"Nowhere Near the Threat
I Had Hoped to Become":
A Review of Arlo Guthrie and Family
October 19, 2006

Certain songs stir up memories, and it was the strangest thing last night in Oshkosh.. as Arlo Guthrie played "City of New Orleans" I remembered listening to it years ago in my 4th floor dorm room.. looking out over a cold and empty prairie. I remembered the swirl of emotions stirred by Guthrie's plaintive question: "Don't you know me, I'm your native son?" In the song that question seems to be directed at the landscape hurtling by in the Mississippi darkness. That was my question to the landscape also.
Last night the song took on a different meaning for me.. as this son of the folk singer.. the son of the 60s.. played to a small audience, and sang once again that question: "Don't you know me, I'm your native son?" As I thought about how mercilessly Arlo would be skewered by Bill O'Reilly or any right-wing talk host.. I wondered if his country really would know him.. if it would recognize this true native son.
Why skewered? Go back and listen to "Alice's Restaurant" again (which he sang for us!). The military is not treated with kid gloves, but criticized.. the morality of the drop-out comes up against the morality of the state, and wins.

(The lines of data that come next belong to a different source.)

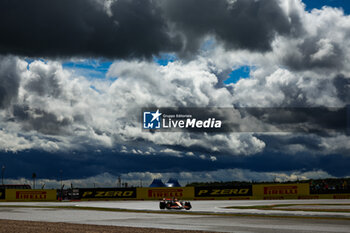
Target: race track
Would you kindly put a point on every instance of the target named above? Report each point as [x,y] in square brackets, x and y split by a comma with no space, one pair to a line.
[205,215]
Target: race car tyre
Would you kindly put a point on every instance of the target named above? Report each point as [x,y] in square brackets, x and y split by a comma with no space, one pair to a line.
[187,205]
[162,205]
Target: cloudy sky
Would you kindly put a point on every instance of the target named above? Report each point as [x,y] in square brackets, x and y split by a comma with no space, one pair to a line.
[74,76]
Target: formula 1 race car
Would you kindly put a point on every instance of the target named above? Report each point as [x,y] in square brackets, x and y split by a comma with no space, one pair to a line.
[174,204]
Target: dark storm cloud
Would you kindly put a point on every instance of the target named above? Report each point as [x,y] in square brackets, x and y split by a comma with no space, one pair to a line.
[82,28]
[342,84]
[83,165]
[136,28]
[9,80]
[247,24]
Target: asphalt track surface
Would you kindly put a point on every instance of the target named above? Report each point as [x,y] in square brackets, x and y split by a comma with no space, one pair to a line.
[219,218]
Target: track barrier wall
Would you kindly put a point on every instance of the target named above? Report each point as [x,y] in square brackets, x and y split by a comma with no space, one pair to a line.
[107,193]
[30,195]
[280,191]
[160,193]
[240,192]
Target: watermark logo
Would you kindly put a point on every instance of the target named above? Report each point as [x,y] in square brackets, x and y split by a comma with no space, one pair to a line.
[152,120]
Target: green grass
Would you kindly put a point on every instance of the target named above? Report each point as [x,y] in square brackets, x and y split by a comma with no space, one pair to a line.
[180,212]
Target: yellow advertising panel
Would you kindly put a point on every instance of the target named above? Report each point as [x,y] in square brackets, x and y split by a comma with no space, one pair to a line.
[280,191]
[160,193]
[30,195]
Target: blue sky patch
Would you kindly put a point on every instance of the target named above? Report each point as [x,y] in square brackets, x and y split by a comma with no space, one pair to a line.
[164,58]
[237,74]
[89,68]
[318,4]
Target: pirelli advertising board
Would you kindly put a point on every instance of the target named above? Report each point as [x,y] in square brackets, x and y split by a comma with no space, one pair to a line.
[107,193]
[30,195]
[160,193]
[280,191]
[229,191]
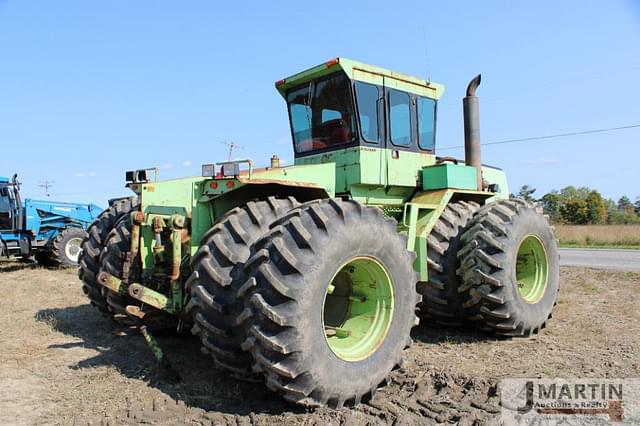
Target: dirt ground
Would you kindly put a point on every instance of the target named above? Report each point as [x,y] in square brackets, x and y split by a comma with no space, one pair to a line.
[63,363]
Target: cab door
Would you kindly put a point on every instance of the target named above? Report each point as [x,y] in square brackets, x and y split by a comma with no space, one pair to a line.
[369,96]
[403,162]
[6,219]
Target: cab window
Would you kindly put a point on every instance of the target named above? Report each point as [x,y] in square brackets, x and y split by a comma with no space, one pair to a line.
[426,109]
[399,118]
[367,96]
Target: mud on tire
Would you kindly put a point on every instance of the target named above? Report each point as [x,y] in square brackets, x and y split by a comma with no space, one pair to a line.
[213,286]
[117,244]
[286,317]
[509,266]
[92,247]
[441,301]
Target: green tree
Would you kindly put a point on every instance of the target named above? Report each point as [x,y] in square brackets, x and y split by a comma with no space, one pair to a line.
[597,210]
[612,210]
[624,203]
[575,211]
[551,203]
[526,193]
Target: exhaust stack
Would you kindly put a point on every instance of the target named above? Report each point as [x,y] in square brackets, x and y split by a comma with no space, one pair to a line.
[471,110]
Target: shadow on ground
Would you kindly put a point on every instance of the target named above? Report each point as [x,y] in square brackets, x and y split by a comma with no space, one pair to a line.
[436,334]
[203,385]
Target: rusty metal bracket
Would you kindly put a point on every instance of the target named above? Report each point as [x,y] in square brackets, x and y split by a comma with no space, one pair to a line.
[112,283]
[151,297]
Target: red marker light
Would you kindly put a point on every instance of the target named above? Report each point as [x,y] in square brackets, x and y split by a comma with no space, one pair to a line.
[332,62]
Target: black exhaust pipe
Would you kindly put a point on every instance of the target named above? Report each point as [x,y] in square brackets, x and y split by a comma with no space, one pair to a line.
[471,110]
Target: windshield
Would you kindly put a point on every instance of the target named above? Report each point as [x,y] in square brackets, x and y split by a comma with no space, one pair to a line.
[322,114]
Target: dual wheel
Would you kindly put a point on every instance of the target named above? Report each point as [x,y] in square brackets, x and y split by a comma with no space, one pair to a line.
[494,267]
[319,298]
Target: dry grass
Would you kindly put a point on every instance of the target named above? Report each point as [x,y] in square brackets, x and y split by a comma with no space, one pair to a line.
[599,235]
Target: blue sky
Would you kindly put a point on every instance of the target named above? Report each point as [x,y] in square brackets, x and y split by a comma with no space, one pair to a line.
[91,89]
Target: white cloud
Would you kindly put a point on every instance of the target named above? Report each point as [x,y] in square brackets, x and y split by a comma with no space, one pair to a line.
[543,161]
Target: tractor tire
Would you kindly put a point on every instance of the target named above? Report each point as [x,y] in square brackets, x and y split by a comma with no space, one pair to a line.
[214,303]
[510,268]
[66,247]
[92,247]
[117,244]
[330,300]
[441,301]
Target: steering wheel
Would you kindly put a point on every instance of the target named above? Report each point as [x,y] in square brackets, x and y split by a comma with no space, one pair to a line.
[442,160]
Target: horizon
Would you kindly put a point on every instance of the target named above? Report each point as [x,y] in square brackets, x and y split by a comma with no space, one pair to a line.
[90,91]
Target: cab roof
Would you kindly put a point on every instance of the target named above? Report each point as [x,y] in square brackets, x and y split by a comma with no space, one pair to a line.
[366,73]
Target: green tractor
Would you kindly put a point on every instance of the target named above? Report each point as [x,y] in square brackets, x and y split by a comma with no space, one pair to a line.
[310,276]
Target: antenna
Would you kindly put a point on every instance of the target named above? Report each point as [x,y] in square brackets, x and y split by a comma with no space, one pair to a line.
[232,146]
[46,185]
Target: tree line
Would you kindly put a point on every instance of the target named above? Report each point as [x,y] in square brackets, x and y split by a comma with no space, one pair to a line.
[584,206]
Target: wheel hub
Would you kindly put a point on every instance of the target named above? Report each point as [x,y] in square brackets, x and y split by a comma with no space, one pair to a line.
[73,248]
[531,269]
[358,309]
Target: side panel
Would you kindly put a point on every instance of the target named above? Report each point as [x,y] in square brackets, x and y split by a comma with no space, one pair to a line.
[370,166]
[164,199]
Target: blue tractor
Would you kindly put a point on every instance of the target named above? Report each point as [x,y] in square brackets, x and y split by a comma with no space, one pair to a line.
[51,232]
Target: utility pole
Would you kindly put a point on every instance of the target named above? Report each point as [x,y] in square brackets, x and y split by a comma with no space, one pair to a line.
[232,146]
[46,185]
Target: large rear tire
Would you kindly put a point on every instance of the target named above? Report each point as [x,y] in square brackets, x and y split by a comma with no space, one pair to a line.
[112,258]
[510,268]
[213,285]
[92,247]
[441,301]
[330,302]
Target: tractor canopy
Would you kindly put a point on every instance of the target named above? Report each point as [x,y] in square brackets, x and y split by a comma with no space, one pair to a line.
[344,103]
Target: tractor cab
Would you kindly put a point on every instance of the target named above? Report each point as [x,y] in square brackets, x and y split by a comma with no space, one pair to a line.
[377,126]
[343,103]
[9,202]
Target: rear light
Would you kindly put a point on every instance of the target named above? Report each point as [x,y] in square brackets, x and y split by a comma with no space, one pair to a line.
[208,170]
[332,62]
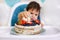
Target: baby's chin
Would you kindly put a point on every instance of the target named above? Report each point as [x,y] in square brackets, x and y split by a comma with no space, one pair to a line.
[34,18]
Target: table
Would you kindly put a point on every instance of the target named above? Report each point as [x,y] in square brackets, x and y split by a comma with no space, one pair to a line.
[50,33]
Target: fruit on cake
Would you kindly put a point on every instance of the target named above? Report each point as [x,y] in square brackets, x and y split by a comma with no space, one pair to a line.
[25,26]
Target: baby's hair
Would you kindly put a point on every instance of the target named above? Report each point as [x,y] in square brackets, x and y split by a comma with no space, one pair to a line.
[33,5]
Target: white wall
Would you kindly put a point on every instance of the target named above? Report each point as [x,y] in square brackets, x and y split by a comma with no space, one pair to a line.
[50,12]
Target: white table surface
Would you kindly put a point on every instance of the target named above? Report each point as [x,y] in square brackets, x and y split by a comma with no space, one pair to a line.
[51,33]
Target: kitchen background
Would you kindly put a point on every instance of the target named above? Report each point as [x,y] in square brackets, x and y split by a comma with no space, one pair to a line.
[50,12]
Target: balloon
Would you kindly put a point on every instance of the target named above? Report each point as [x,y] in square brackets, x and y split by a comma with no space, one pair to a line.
[11,3]
[42,1]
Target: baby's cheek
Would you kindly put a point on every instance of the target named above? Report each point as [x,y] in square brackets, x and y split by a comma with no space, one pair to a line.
[34,18]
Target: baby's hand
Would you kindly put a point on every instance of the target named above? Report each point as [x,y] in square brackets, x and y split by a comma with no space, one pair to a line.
[26,14]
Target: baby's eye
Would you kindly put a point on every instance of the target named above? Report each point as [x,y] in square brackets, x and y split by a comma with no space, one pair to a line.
[31,13]
[36,14]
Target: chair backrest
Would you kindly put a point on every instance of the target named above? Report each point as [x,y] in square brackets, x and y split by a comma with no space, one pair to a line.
[19,9]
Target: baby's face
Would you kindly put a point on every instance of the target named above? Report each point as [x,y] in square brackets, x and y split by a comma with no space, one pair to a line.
[34,14]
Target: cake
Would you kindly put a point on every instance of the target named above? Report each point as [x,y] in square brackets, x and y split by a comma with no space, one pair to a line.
[25,26]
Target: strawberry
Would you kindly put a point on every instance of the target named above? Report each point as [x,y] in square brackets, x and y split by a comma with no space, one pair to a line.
[37,21]
[23,22]
[30,23]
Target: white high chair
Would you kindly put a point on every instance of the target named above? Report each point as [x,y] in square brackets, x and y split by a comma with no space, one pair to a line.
[51,32]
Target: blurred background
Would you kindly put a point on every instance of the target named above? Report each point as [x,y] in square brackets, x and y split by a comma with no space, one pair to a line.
[50,11]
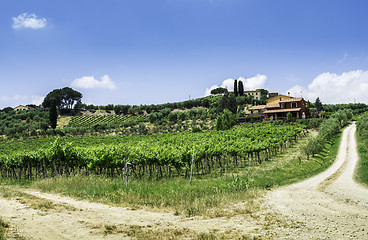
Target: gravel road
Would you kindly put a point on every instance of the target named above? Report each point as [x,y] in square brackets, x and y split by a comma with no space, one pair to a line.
[330,205]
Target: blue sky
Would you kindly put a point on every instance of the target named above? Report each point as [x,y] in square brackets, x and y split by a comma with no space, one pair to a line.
[158,51]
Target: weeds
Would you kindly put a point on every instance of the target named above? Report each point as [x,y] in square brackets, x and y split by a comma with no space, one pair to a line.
[3,229]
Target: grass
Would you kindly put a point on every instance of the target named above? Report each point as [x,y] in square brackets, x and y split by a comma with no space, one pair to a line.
[3,229]
[211,196]
[362,169]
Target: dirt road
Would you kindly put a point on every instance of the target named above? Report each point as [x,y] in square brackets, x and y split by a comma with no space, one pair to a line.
[330,205]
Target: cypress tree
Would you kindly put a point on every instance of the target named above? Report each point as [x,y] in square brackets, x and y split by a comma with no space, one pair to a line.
[241,88]
[236,87]
[53,114]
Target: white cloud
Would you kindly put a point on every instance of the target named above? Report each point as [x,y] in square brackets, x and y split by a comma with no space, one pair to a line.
[91,82]
[252,83]
[37,100]
[26,20]
[333,88]
[343,59]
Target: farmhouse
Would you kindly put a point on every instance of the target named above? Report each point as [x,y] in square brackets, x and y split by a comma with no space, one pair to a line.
[22,108]
[279,106]
[256,94]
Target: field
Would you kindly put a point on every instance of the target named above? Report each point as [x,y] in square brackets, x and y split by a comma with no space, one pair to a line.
[92,120]
[206,176]
[162,155]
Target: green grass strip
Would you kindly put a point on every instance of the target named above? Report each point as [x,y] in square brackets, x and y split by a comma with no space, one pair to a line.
[362,168]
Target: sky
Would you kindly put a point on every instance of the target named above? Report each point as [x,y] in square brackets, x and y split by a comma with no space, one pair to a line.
[159,51]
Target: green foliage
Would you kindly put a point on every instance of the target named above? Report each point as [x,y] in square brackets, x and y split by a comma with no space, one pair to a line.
[235,87]
[318,105]
[23,124]
[225,121]
[65,98]
[53,114]
[362,129]
[240,88]
[165,150]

In our concert there was a humorous monologue about how airport security has always been around.. bringing up the drug use of the past—and making us laugh about all that. There was also the moment in which he mentioned how much convenient the world today is, because there has never been a time in history when it has been possible to do so much good for so many people with so little. How much less convenient it would be if the world was going right!
Refreshing as his views are, they struck me as being radically out of step with the America that is growing up around us. Underneath the self-effacing humor, one senses that Guthrie knows it. He recounted explaining to a young customs agent: "I am nowhere near the threat I had hoped to become." In that answer is all the drama of the lost 60s.. the fall from relevance.
But who cares about relevance? Better to listen to the message that comes through loud and clear in this music. There is a gentleness.. a love for peace.. that exudes from this long white-haired ex-hippy. A sense that he will do good. A sense that he loves freedom. As he closed with "This Land is Your Land" he introduced the stanza that his dad taught him specially:
Nobody living, can ever stop me
As I go walking
My freedom highway
Nobody living
Can make me turn back
This land was made for you and me...
And I guess that's why we and most of the people in the small Oshkosh opera house gave him a standing ovation. It was about a spirit that still believes.. not in celebrity, not in power.. not in art.. but in freedom and the core values: mercy, pity, peace, and love. These are native values too, although it is hard to see them watching tv. Why must we learn these things again?